Il Presidente della Regione Lazio, Francesco Rocca, e l’Assessore al Turismo, Sport e Ambiente, Elena Palazzo, hanno recentemente presentato la nuova piattaforma web Itinerari Urbani Religiosi nel Lazio. Questo strumento è stato creato per mettere in risalto il patrimonio culturale e spirituale delle cinque province del Lazio: Roma, Viterbo, Rieti, Frosinone e Latina.
Un progetto innovativo per tutti
Il Direttore della Direzione regionale Affari della Presidenza, Turismo, Cinema, Audiovisivo e Sport, Paolo Giuntarelli, ha illustrato come questa iniziativa offra a cittadini, turisti e pellegrini un modo innovativo, accessibile e intuitivo per esplorare percorsi urbani ricchi di identità religiosa, unendo cultura, cammino e benessere. La piattaforma è pensata per essere utilizzata da famiglie, tour operator e chiunque voglia scoprire le bellezze del territorio.

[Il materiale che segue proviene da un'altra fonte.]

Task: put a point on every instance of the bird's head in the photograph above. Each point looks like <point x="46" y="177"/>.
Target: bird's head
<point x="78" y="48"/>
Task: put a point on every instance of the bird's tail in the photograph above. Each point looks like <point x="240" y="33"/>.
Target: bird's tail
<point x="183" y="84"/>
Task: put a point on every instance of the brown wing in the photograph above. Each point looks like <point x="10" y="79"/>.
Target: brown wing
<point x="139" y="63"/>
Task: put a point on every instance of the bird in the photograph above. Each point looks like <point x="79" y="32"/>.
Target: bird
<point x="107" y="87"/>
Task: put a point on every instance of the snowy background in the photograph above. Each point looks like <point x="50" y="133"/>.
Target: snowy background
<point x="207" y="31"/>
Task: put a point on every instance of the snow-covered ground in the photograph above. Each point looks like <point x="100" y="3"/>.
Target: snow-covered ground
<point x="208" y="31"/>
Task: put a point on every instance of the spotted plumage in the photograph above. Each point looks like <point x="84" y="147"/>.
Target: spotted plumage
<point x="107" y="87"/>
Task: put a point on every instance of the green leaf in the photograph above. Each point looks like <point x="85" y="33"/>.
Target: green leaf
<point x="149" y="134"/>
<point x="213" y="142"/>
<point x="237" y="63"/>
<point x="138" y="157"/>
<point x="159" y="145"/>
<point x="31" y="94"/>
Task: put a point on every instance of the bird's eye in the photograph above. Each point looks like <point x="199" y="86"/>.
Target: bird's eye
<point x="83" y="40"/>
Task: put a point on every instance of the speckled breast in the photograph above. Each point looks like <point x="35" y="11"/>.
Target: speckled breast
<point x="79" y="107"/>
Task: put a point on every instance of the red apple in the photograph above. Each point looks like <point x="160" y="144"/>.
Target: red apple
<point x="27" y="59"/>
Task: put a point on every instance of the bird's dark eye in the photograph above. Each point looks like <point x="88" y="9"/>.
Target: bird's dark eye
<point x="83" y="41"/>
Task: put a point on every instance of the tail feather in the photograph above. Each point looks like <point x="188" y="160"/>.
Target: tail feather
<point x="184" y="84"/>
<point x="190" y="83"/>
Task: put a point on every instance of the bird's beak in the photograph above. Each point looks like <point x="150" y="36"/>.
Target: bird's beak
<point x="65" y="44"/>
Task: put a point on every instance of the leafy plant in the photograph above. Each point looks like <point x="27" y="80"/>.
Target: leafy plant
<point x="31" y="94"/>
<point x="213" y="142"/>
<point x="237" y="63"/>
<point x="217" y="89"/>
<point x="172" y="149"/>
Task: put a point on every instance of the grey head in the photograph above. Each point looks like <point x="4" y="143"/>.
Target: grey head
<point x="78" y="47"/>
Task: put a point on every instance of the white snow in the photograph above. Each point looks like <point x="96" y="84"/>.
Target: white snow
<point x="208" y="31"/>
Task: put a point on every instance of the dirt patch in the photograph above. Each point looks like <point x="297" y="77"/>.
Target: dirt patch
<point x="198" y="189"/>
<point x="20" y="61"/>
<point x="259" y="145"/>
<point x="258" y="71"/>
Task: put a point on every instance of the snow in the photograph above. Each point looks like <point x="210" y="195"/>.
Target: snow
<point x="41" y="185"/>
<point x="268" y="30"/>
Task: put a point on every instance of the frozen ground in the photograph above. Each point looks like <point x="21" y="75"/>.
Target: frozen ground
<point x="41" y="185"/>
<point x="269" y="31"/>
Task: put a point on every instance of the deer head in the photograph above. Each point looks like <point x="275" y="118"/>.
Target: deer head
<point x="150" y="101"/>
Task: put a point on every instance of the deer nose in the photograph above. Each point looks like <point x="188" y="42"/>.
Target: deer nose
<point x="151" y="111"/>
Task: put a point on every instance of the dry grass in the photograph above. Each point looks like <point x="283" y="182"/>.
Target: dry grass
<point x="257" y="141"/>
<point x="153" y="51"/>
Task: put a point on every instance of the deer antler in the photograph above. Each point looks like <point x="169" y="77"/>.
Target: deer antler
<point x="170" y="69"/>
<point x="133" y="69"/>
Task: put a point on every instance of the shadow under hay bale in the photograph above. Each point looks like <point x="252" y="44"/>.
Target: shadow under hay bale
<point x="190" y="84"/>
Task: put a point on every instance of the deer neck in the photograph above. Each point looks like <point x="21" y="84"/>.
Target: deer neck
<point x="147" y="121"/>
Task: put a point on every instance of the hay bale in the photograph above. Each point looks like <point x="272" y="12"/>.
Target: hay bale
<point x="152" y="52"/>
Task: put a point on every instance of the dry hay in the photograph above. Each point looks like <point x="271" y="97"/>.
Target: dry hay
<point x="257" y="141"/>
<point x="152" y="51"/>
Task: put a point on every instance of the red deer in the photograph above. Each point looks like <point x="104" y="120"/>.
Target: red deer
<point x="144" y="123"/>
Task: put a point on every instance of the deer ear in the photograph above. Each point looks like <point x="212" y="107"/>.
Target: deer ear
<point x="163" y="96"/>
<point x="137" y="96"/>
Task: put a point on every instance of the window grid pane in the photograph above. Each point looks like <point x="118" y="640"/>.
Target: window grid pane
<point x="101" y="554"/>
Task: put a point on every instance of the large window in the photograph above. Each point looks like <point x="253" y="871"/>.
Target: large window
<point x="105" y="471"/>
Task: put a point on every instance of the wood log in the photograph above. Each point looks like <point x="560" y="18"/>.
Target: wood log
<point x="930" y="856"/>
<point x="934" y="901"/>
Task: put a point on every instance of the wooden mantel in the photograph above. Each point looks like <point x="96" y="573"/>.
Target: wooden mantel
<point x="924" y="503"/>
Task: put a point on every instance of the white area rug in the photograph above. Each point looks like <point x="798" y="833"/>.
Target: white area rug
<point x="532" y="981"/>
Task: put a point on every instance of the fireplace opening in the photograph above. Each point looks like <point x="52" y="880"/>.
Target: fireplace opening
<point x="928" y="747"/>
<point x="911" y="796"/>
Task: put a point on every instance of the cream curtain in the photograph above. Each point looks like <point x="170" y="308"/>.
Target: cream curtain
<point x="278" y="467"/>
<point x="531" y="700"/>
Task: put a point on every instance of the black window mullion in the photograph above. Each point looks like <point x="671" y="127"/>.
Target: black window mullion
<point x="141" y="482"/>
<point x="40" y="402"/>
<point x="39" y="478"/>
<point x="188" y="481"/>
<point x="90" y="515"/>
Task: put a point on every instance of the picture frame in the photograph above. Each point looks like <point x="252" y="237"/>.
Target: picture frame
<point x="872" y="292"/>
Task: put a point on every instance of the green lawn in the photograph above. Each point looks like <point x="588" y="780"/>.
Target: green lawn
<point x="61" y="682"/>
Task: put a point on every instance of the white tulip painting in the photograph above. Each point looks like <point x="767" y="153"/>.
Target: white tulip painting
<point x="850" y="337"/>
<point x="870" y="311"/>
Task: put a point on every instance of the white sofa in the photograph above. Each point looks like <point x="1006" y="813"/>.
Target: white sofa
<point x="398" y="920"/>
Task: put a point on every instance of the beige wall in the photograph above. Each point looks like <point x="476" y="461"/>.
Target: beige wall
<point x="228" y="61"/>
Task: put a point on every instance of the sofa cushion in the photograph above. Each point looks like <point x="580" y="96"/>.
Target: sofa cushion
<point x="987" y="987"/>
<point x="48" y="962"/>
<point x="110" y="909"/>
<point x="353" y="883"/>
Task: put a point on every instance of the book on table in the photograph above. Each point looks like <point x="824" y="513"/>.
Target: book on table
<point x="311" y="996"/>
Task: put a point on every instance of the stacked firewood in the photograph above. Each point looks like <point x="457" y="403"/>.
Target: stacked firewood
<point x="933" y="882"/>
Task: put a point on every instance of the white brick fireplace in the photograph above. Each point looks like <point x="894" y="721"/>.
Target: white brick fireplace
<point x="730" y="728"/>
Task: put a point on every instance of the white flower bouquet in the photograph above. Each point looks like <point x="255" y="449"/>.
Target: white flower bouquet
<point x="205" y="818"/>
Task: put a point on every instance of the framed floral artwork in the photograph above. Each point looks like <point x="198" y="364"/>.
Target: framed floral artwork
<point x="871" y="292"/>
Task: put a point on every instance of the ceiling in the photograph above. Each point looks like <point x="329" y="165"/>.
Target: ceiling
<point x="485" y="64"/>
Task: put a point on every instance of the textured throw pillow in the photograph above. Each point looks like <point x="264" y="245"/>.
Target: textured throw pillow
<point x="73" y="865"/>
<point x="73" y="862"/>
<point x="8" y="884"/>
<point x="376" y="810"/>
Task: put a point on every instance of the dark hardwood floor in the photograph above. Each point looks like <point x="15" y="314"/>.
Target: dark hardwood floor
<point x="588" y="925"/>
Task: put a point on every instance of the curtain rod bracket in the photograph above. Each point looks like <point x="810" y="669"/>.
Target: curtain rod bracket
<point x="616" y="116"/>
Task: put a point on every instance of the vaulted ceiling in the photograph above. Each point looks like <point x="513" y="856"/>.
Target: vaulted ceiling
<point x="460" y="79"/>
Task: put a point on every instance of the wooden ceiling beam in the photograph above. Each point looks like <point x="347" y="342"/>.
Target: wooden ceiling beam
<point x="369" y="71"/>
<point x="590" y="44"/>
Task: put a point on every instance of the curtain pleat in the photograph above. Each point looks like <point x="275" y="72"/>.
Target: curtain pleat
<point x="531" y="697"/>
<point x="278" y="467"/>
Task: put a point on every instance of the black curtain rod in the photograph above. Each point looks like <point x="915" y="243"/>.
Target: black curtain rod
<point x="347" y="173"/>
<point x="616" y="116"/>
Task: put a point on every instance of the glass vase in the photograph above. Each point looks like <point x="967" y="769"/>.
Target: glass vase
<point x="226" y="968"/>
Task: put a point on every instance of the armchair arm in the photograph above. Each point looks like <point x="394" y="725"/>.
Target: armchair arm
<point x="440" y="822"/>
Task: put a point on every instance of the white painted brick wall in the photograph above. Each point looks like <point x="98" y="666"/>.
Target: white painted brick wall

Una nuova visione del Lazio
“Con questo progetto proponiamo una nuova modalità di vivere il Lazio, suggerendo itinerari che uniscono dimensione spirituale, fisica, ambientale e culturale”, ha dichiarato Francesco Rocca. “Questa visione si ispira al principio di One Health, che sottolinea come la salute delle persone, il rispetto per l’ambiente e il benessere delle comunità siano interconnessi. Negli ultimi anni, sempre più persone desiderano rallentare e riconnettersi con la natura. La Regione Lazio ha saputo cogliere questa trasformazione e continuerà a investire, anche dopo il Giubileo 2025, nella valorizzazione dei cammini e nella promozione di un turismo slow e outdoor. Strumenti digitali come questo ci permettono di raccontare il nostro territorio in modo innovativo, aumentando la presenza del Lazio non solo nel turismo nazionale, ma anche in quello internazionale.”
Un turismo integrato
“Itinerari Urbani Religiosi nel Lazio – ha aggiunto l’Assessore Elena Palazzo – rappresenta la nostra visione di un turismo che integra cultura, spiritualità, attività fisica e qualità della vita. Offrendo percorsi di diverse lunghezze e difficoltà, promuoviamo la riscoperta dei nostri luoghi a passo lento, favorendo benessere, inclusione e accessibilità. Questo progetto è la dimostrazione del nostro impegno per un Lazio che sa valorizzare il suo patrimonio, non solo con i grandi attrattori, ma anche attraverso itinerari meno conosciuti, ricchi di significato.”